[PATCH v1 14/14] iommu/arm-smmu-v3: Add arm_smmu_cache_invalidate_user

Mon Mar 20 09:59:45 PDT 2023

On Mon, Mar 20, 2023 at 01:04:35PM -0300, Jason Gunthorpe wrote:

> > > We need an ioctl for this, I think. To load a map of vSID to dev_id
> > > into the driver. Kernel will convert dev_id to pSID. Driver will
> > > program the map into HW.
> > 
> > Can we just pass a vSID via the alloc ioctl like this?
> > 
> > -----------------------------------------------------------
> > @@ -429,7 +429,7 @@ struct iommu_hwpt_arm_smmuv3 {
> >  #define IOMMU_SMMUV3_FLAG_VMID (1 << 1) /* vmid override */
> >         __u64 flags;
> >         __u32 s2vmid;
> > -       __u32 __reserved;
> > +       __u32 sid;
> >         __u64 s1ctxptr;
> >         __u64 s1cdmax;
> >         __u64 s1fmt;
> > -----------------------------------------------------------
> > 
> > An alloc is initiated by an SMMU_CMD_CFGI_STE command that has
> > an SID filed anyway.
> 
> No, a HWPT is not a device or a SID. a HWPT is an ASID in the ARM
> model.
> 
> dev_id is the SID.
> 
> The cfgi_ste will carry the vSID which is mapped to a iommufd dev_id.
> 
> The kernel has to translate the vSID to the dev_id to the pSID to
> issue an ATC invalidation for the correct entity.

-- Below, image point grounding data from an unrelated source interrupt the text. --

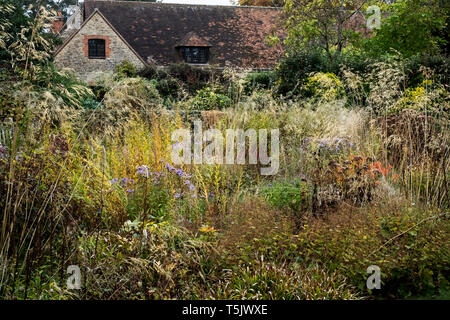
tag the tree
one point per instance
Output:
(319, 23)
(262, 3)
(411, 27)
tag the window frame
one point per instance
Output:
(96, 49)
(187, 54)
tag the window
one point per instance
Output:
(195, 54)
(97, 48)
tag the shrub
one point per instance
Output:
(209, 99)
(125, 70)
(295, 196)
(324, 86)
(259, 80)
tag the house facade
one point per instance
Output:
(109, 32)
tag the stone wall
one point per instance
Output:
(74, 54)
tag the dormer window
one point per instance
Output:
(196, 55)
(97, 49)
(193, 49)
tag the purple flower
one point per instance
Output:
(143, 171)
(169, 167)
(3, 151)
(179, 172)
(178, 195)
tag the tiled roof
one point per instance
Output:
(236, 34)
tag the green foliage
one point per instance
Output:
(125, 70)
(209, 99)
(259, 80)
(319, 24)
(324, 86)
(295, 68)
(410, 27)
(295, 196)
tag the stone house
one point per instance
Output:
(104, 33)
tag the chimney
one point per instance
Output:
(57, 23)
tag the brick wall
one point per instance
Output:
(74, 54)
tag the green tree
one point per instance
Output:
(319, 23)
(411, 27)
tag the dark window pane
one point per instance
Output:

OK. This narrative makes sense. I think our solution (the entire
stack) here mixes these two terms between HWPT/ASID and STE/SID.

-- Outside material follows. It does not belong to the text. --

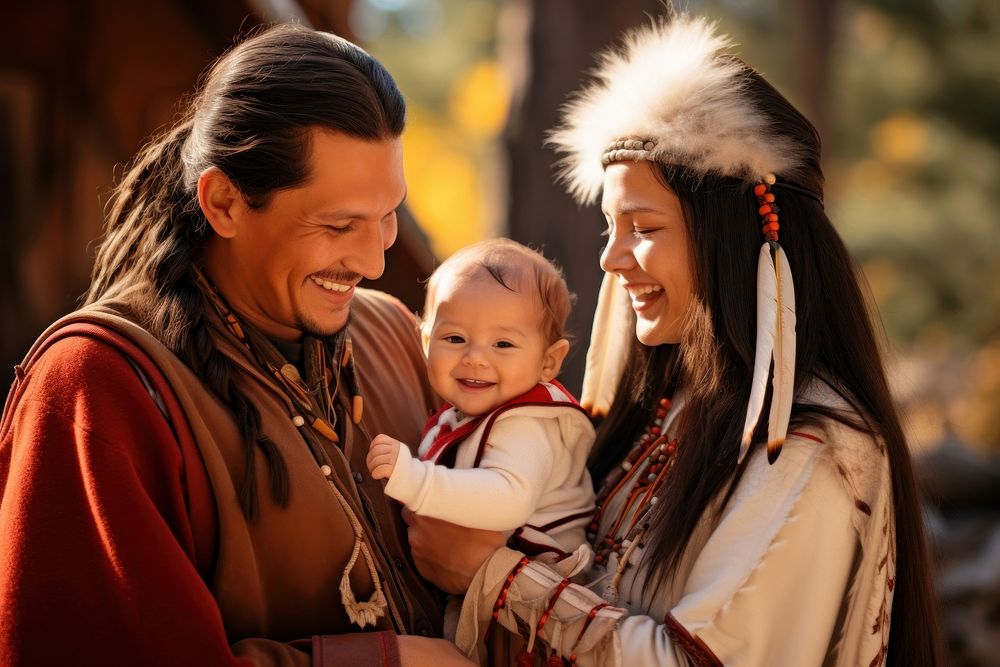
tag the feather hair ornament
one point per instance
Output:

What QEMU does is trapping an SMMU_CMD_CFGI_STE command to send
the host an HWPT alloc ioctl. The former one is based on an SID
or a device, while the latter one is based on ASID.

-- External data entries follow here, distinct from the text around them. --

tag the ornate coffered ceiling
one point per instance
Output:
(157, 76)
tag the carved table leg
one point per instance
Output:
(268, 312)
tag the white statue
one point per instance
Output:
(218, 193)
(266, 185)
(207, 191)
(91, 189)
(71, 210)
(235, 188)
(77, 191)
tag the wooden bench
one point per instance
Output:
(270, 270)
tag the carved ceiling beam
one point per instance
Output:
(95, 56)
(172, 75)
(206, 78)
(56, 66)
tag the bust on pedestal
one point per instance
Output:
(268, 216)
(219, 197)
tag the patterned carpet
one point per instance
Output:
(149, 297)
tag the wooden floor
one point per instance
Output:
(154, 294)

So the correct way should be for QEMU to maintain an ASID-based
list, corresponding to the s1ctxptr from STEs, and only send an
alloc ioctl upon a new s1ctxptr/ASID. Meanwhile, at every trap
of SMMU_CMD_CFGI_STE, it calls a separate ioctl to tie a vSID to
a dev_id (and pSID accordingly).

In another word, an SMMU_CMD_CFGI_STE should do a mandatory SID
ioctl and an optional HWPT alloc ioctl (only allocates a HWPT if
the s1ctxptr in the STE is new).

What could be a good prototype of the ioctl? Would it be a VFIO
device one or IOMMUFD one?

> > > SW path will program the map into an xarray
> > 
> > I found a tricky thing about SIDs in the SMMU driver when doing
> > this experiment: the SMMU kernel driver mostly handles devices
> > using struct arm_smmu_master. However, an arm_smmu_master might
> > have a num_streams>1, meaning a device can have multiple SIDs.
> > Though it seems that PCI devices might not be in this scope, a
> > plain xarray might not work for other type of devices in a long
> > run, if there'd be?
> 
> You'd replicate each of the vSIDs of the extra SIDs in the xarray.

Noted it down.

> > > > cache_invalidate_user as void, like we are doing now? An fault
> > > > injection pathway to report CERROR asynchronously is what we've
> > > > been doing though -- even with Eric's previous VFIO solution.
> > > 
> > > Where is this? How does it look?
> > 
> > That's postponed with the PRI support, right? My use case does
> > not need PRI actually, but a fault injection pathway to guests.
> > This pathway should be able to take care of any CERROR (detected
> > by a host interrupt) or something funky in cache_invalidate_user
> > requests itself?
> 
> I would expect that if invalidation can fail that we have a way to
> signal that failure back to the guest.

That's plausible to me, and it could apply to a translation
fault too. So, should we add back the iommufd infrastructure
for the fault injection (without PRI), in v2?

Thanks
Nic